Neither Medicare nor Maddux will say how many more dialysis patients should do the procedure at home. They say that is both a personal and medical choice that isn’t right for everyone, and they don’t want patients who are happy using dialysis centers to feel pressure to change.
Medicare officials declined to be interviewed for this story, but Maddux says he sees the agency’s proposed bump in payment for in-home dialysis training as part of its bigger “triple aim” goal of improving patients’ experience while also improving their health and lowering medical costs.
“There are many patients I think that could be much more engaged in their therapy,” Maddux says, which he thinks would likely lead to them feeling better.
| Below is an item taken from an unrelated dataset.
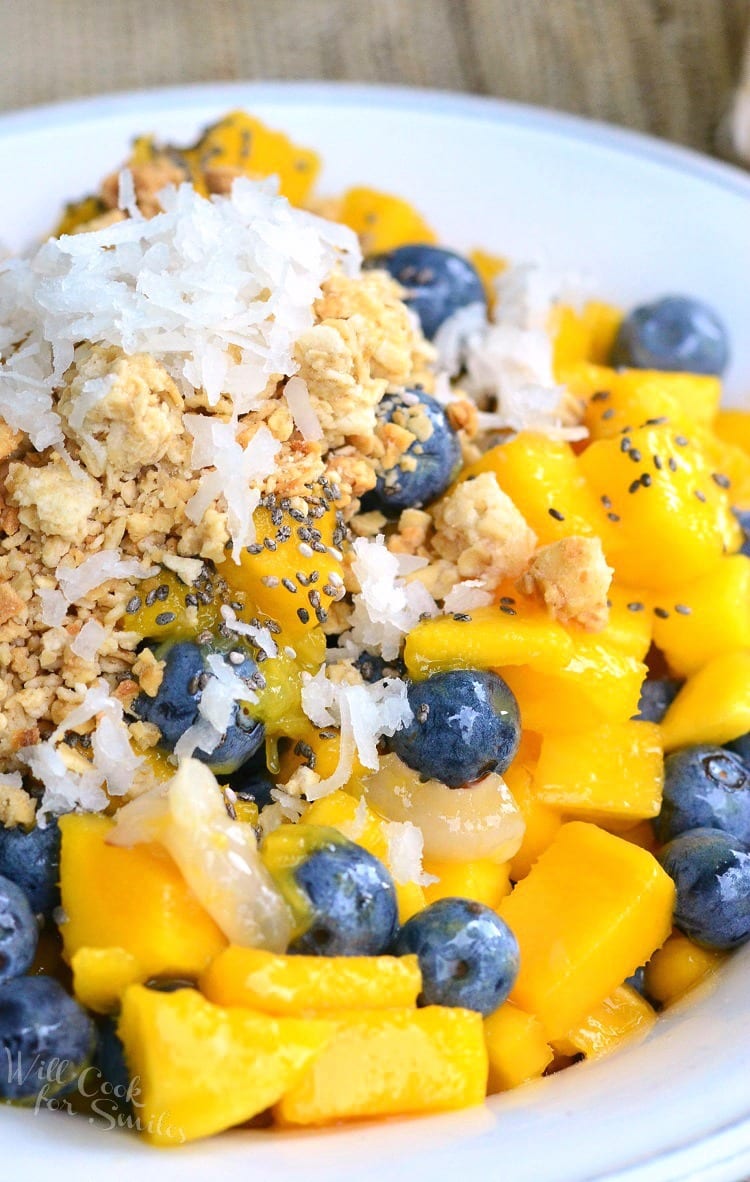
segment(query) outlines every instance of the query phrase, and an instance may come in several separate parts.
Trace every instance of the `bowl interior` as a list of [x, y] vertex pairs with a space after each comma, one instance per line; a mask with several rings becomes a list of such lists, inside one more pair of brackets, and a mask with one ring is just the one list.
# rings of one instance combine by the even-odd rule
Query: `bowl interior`
[[[61, 204], [124, 158], [136, 132], [189, 142], [244, 106], [317, 148], [320, 188], [371, 184], [412, 200], [441, 237], [592, 281], [625, 306], [667, 292], [713, 304], [732, 340], [727, 401], [750, 394], [750, 180], [681, 149], [494, 101], [357, 87], [228, 85], [63, 105], [0, 119], [0, 239], [44, 234]], [[179, 1151], [183, 1178], [444, 1178], [508, 1182], [739, 1178], [750, 1169], [750, 948], [674, 1007], [644, 1043], [490, 1101], [482, 1110], [298, 1134], [235, 1132]], [[2, 1070], [0, 1065], [0, 1070]], [[0, 1113], [17, 1169], [163, 1175], [165, 1157], [84, 1120]], [[44, 1141], [42, 1140], [44, 1139]], [[42, 1146], [44, 1145], [44, 1151]], [[167, 1166], [169, 1168], [169, 1165]], [[176, 1165], [173, 1168], [177, 1168]], [[703, 1172], [701, 1172], [703, 1171]], [[30, 1176], [36, 1176], [33, 1172]]]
At least one study found that patients who dialyze more frequently feel better and are hospitalized less than those who do it less frequently.
Nephrologist LaClair practices at St. Peter’s Hospital in Helena, Mont. He says his patients who switch from the largely passive experience of a center to taking responsibility for their own care at home never want to go back, “even when we’ve had people having significant problems and issues” doing it themselves.
At St. Pete’s, LaClair says, they have had the opportunity to “model dialysis the way think we would want dialysis if we were sick, and that’s what we do.”
Neither LaClair nor Maddux sees home dialysis as a threat to the viability of the thousands of dialysis centers nationwide. Providers get the same base-level payments for caring for patients whether they do their dialysis at home or in centers. LaClair says maintaining patients on in-home dialysis is cheaper long term, but requires a significant investment up front in training, and he says it’s crucial that there is always medical staff on call to help with challenges, including infection control.
Information technology is improving the viability of home dialysis, too. Patients used to have to keep pen-and-paper logs of important health data about their treatments, logs that nurses say were notoriously inaccurate and that they only saw once a month. New machines track patients vital signs in real time and send the data back to providers via the Internet, allowing them to track and even adjust treatments on their computers or smart phones on the fly.
Medicare hopes to implement the payment increase by January 1, 2017.
This story is part of a reporting partnership with NPR, Montana Public Radio and Kaiser Health News.